Stephania Libreros, PhD, a newly appointed Assistant Professor of Pathology and a member of the Vascular Biology Therapeutics Program at Yale School of Medicine, was recently awarded a National Institute of Health (NIH) K99-R00 Award from National Heart Lung and Blood Institute, to support her independent research as she moves into a full-time tenure track faculty position. Dr. Libreros' research in her new laboratory at Yale focuses on the understanding of the cellular and molecular mechanisms that govern hematopoiesis and hemopoietic stem cell fate decisions during inflammation and infection.
Dr. Libreros focuses on the immunological signals that occur during acute inflammation and subsequent resolution. The acute inflammatory process is widely accepted to be the body's first line of defense in response to pathogens or injury and is actively resolved. Emerging evidence indicates that chronic, unresolved inflammation is an important underlying cause of numerous complex conditions such as sepsis, arthritis, diabetes, cardiovascular diseases, and cancer.
The goal of her R00 award is to understand the mechanisms that govern resolution programs in the bone marrow and map the roles of chemical mediators in directing hematopoietic stem and progenitor cell (HSPC) function during infection to promote host defense. Advances in our knowledge of mechanisms that govern HSPC functions, and their environment, have a direct clinical relevance by providing needed pre-clinical results for novel therapeutic approaches for alleviating conditions, such as arthritic, sepsis, trauma, and myeloid disorders.

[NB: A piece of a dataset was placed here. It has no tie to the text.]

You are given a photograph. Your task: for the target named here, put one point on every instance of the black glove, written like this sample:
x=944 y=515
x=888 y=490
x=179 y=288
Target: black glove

Dr. Libreros comes to Yale from Harvard Medical School and Brigham and Women's Hospital, where she was an Instructor in Anaesthesia. She has won several awards in her academic career, including the Society for Leukocyte Biology-Presidential Scholar Award, Brigham and Woman's Hospital Research Excellence Award, and the Eicosanoid Research Foundation Santosh Nigam Outstanding Young Scientist Award.
The NIH Pathway to Independence Award, the K99-R00 award, has two phases, the K99 phase, which supports postdoctoral training, and the R00 phase supporting an independent research career. It has helped many postdoctoral fellows launch their careers.